Сезанн - Бернар Фоконье
Шрифт:
Интервал:
Закладка:
Его письма к Золя, относящиеся к этому периоду, свидетельствуют о подспудно одолевавшем его смущении. Золя стал большим человеком, он же по-прежнему топчется на месте. Этот мир не для него. Он рассыпался в неуклюжих любезностях, с трудом маскировавших его неловкость, если, конечно, за всем этим не крылись ирония и уязвлённая гордость: «С благодарностью, твой давнишний товарищ по коллежу в 1854 году». 1 мая 1880 года Сезанн обратился к другу с просьбой от имени своих собратьев по цеху — группы импрессионистов, хотевших с его помощью опубликовать в «Ле Вольтер» письмо Ренуара и Моне, возмущённых «плохим размещением» их картин на Салоне. Кроме того, они требовали проведения в следующем году выставки «чистых импрессионистов». Поль чуть ли не извинялся за этот демарш: «Я всего лишь выполняю роль посредника и не более того». В том же письме он сообщал другу о «крайне печальном событии, каковым явилась кончина Флобера», и это было для него не просто красивой фразой.

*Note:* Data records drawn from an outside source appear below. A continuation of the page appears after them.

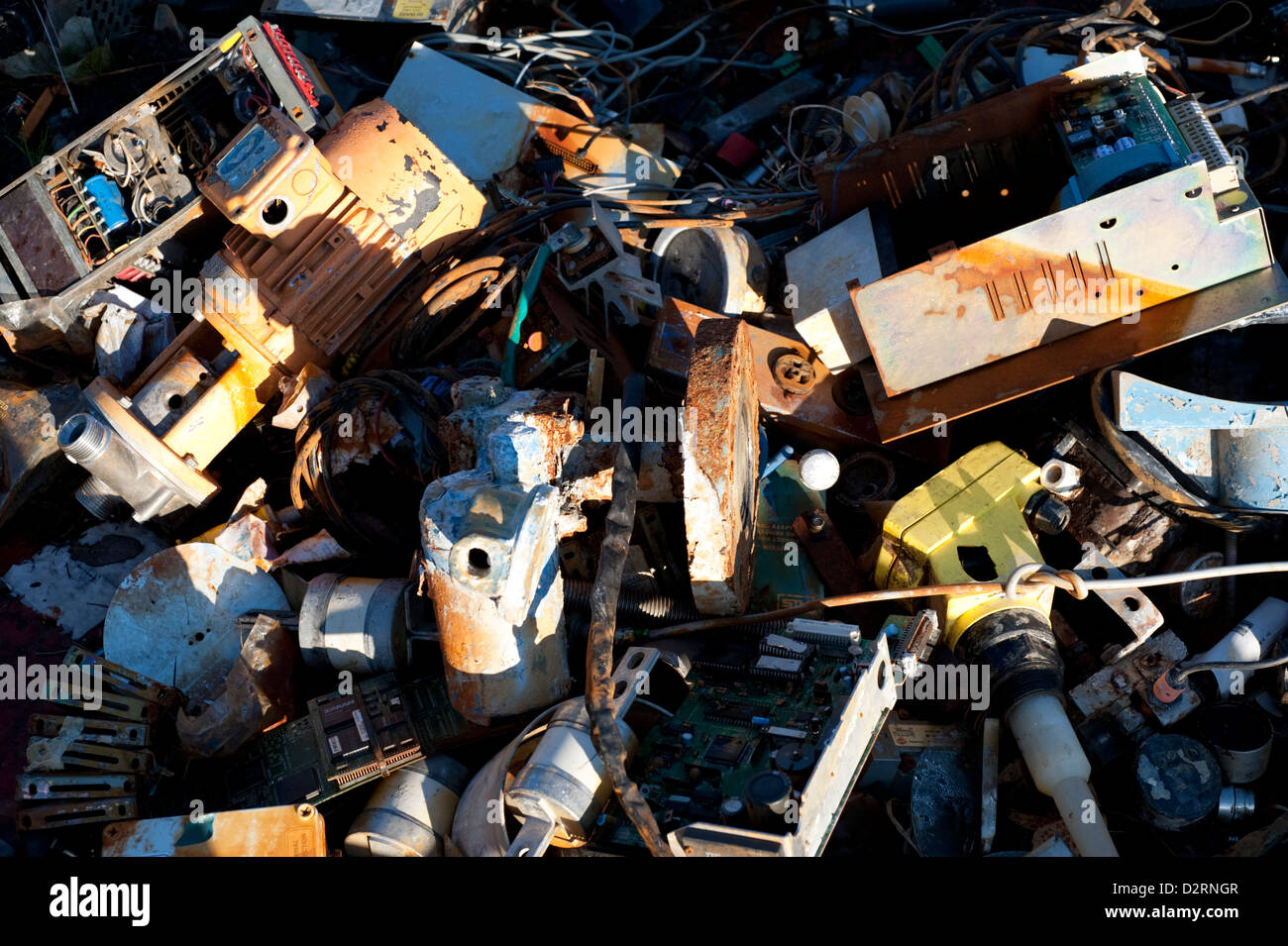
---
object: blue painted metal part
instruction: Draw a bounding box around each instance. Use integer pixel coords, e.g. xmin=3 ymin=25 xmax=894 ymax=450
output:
xmin=85 ymin=173 xmax=130 ymax=233
xmin=1113 ymin=370 xmax=1288 ymax=512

Письмо это имело продолжение. Верный Золя понял, что его просят начать новую кампанию в защиту друзей-художников. Он не просто опубликовал письмо Моне и Ренуара, но и возобновил полемику о судьбах живописи ровно с того самого места, на каком закончил её 14 лет назад. И хотя его представления о живописи оставались такими же путаными, как и прежде, слово его приобрело совершенно иной вес. Золя опубликовал в «Ле Вольтер» серию из четырёх пространных статей под общим названием «Натурализм в Салоне». Надо заметить, что он со своими откровениями не оправдал тех надежд, что возлагали на него художники. Первую из статей, напечатанных во второй половине июня 1880 года, Золя начал с вдохновенной защиты импрессионистов:
«Их считают насмешниками и шарлатанами, издевающимися над публикой и специально поднимающими шумиху вокруг своих произведений, тогда как они, напротив, являются строгими и последовательными наблюдателями жизни. Мне кажется, мало кто знает, что большинство этих борющихся за свои права художников люди бедные, едва не погибающие от непосильного труда, нужды и усталости. Довольно странные они насмешники, эти мученики своей веры!»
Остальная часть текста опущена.